If you want to look at how to pose, look at my pics form the recent comp. Lat spread fron the front will show your side delts well and obviously the lats, and if done correctly a side bicep shot will be able to show your front delt (I didn't put a pic of this on there but I will try and get one up for ya) Side bicep is one pose that needs to be done correctly to show the physique well and is often messed up

J


----------



## GTForce (Oct 23, 2004)

Looking thick Nick!

It is hard to tell if your triceps are weak or if they simply have a high insertion. Your biceps look great. Inner pecs solid, but, as Garry mentioned, the front delts and the upper, outer pecs are lagging somewhat. I would discontinue all flat bench work and concentrate on military presses and incline work for chest.

Despite your bulk-up you still can see some ab definition. I do not think you will have any problem at all bringing in a nice 6-pack. Your fat seems to like the love handles.

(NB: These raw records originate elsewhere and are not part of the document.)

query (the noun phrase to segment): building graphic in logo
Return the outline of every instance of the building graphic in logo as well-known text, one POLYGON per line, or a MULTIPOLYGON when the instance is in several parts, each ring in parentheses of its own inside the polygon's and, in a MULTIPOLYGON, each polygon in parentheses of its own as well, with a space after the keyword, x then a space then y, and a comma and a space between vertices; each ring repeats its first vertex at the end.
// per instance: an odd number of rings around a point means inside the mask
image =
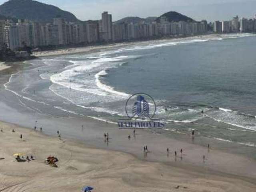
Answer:
POLYGON ((132 113, 134 114, 133 117, 137 116, 137 118, 141 117, 150 119, 149 110, 148 103, 144 97, 140 95, 137 95, 137 101, 134 103, 132 108, 132 113))
POLYGON ((127 100, 125 110, 128 118, 119 120, 120 128, 153 128, 164 125, 154 119, 156 106, 151 96, 145 93, 137 93, 127 100))

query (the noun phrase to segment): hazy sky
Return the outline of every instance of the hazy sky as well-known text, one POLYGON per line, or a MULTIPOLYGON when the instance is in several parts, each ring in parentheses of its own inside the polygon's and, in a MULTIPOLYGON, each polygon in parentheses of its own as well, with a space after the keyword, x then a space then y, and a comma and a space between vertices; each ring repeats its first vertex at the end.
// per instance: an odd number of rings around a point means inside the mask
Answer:
MULTIPOLYGON (((0 0, 1 4, 7 0, 0 0)), ((175 11, 197 20, 252 18, 256 0, 38 0, 71 12, 81 20, 98 20, 103 11, 112 14, 113 21, 128 16, 159 16, 175 11)))

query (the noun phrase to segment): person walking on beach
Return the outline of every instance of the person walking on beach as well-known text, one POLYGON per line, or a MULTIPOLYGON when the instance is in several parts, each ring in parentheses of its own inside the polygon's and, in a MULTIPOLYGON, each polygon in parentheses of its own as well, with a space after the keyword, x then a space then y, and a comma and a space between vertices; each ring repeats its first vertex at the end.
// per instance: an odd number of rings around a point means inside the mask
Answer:
POLYGON ((194 130, 193 130, 192 131, 192 132, 191 133, 192 133, 192 136, 194 136, 194 135, 195 134, 195 131, 194 131, 194 130))

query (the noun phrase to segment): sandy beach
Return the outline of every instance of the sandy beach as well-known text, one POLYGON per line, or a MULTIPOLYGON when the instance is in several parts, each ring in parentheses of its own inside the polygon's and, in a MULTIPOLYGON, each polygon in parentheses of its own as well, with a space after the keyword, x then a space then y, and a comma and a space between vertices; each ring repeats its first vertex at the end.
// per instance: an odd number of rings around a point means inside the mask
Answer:
POLYGON ((3 129, 0 157, 4 158, 0 161, 0 191, 78 192, 86 185, 93 186, 95 192, 254 192, 256 188, 255 184, 231 175, 140 160, 6 123, 1 122, 0 127, 3 129), (18 162, 13 156, 16 153, 32 155, 35 160, 18 162), (44 163, 50 155, 58 158, 58 168, 44 163))
POLYGON ((4 70, 10 67, 11 67, 10 66, 6 65, 5 62, 0 62, 0 71, 4 70))
POLYGON ((91 46, 86 46, 85 47, 81 47, 78 48, 67 48, 56 50, 50 50, 48 51, 35 51, 33 52, 33 55, 38 57, 43 57, 48 56, 55 56, 66 54, 73 54, 76 53, 80 53, 88 52, 100 51, 106 49, 112 49, 121 47, 124 46, 132 46, 133 45, 143 45, 143 44, 148 43, 149 42, 157 42, 159 41, 176 41, 179 39, 185 39, 187 38, 202 38, 210 37, 211 36, 218 36, 218 35, 216 34, 206 34, 203 36, 192 36, 191 37, 176 37, 172 39, 167 38, 162 39, 152 40, 148 41, 138 41, 135 42, 117 43, 112 44, 108 44, 102 45, 94 45, 91 46))

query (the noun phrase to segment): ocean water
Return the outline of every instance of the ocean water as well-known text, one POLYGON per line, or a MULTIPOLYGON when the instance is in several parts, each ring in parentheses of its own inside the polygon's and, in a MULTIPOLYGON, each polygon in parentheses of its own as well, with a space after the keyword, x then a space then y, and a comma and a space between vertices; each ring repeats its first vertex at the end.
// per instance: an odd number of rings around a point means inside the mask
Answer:
POLYGON ((45 58, 29 62, 5 88, 38 112, 113 123, 126 116, 131 95, 144 92, 165 123, 162 134, 194 130, 254 148, 256 48, 255 34, 212 35, 45 58), (44 107, 51 106, 59 113, 44 107))

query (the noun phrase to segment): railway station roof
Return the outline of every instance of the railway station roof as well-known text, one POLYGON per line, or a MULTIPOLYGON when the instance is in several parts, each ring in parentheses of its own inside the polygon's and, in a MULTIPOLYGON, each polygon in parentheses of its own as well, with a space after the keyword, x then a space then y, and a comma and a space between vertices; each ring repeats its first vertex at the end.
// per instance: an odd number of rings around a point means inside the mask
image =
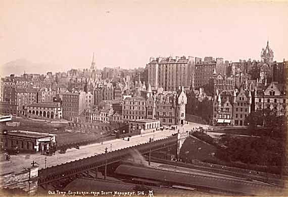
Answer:
POLYGON ((210 188, 233 193, 257 195, 266 193, 267 195, 279 191, 276 187, 257 184, 257 183, 248 181, 240 181, 235 179, 224 179, 213 176, 189 174, 184 171, 166 171, 152 168, 121 165, 116 169, 115 173, 131 177, 156 181, 164 180, 179 185, 210 188))

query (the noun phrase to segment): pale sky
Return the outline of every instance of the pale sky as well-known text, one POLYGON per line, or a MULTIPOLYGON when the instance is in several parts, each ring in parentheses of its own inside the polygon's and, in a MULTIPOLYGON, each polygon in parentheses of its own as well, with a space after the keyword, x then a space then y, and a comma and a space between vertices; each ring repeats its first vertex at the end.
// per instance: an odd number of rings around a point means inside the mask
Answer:
POLYGON ((54 72, 144 67, 151 56, 260 59, 269 38, 288 59, 288 2, 0 1, 0 65, 24 58, 54 72), (284 35, 285 36, 284 36, 284 35))

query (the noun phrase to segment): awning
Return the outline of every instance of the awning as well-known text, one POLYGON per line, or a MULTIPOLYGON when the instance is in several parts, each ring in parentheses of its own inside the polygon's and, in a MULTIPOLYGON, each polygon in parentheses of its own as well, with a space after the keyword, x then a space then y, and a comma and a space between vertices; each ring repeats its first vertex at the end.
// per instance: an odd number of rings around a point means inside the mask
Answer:
POLYGON ((218 120, 217 120, 217 123, 224 123, 224 119, 218 119, 218 120))

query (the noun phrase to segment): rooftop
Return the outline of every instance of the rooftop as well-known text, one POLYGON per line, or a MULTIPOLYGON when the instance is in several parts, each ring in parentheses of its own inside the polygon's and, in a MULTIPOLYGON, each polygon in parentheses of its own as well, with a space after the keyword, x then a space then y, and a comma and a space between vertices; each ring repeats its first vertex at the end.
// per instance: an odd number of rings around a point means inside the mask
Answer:
POLYGON ((38 90, 38 88, 15 88, 15 92, 19 93, 36 93, 38 90))
POLYGON ((146 101, 145 98, 142 97, 126 97, 124 101, 146 101))
POLYGON ((129 122, 141 122, 141 123, 147 123, 147 122, 157 122, 158 121, 160 121, 159 120, 157 119, 140 119, 138 120, 130 120, 129 122))

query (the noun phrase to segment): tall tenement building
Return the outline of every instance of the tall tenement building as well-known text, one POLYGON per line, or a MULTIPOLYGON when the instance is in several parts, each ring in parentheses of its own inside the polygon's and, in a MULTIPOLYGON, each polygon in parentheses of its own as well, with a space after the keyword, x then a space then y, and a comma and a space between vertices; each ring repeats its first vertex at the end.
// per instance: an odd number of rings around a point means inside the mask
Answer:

As the back fat eventually comes down I think you will be sporting an awesome V-taper.

Again, looking good.

GTF


----------



## nick500 (Dec 12, 2005)

thanks gtforce

i'm planning a total rewrite of my training starting next week, and i'm gonna drop the bench press, at least for the next block of 6 weeks. i'll miss it tho, its my favourite !

love handles, bum and back of my legs love the fat. after the cut i hope for it to all to leave me alone 

nick


----------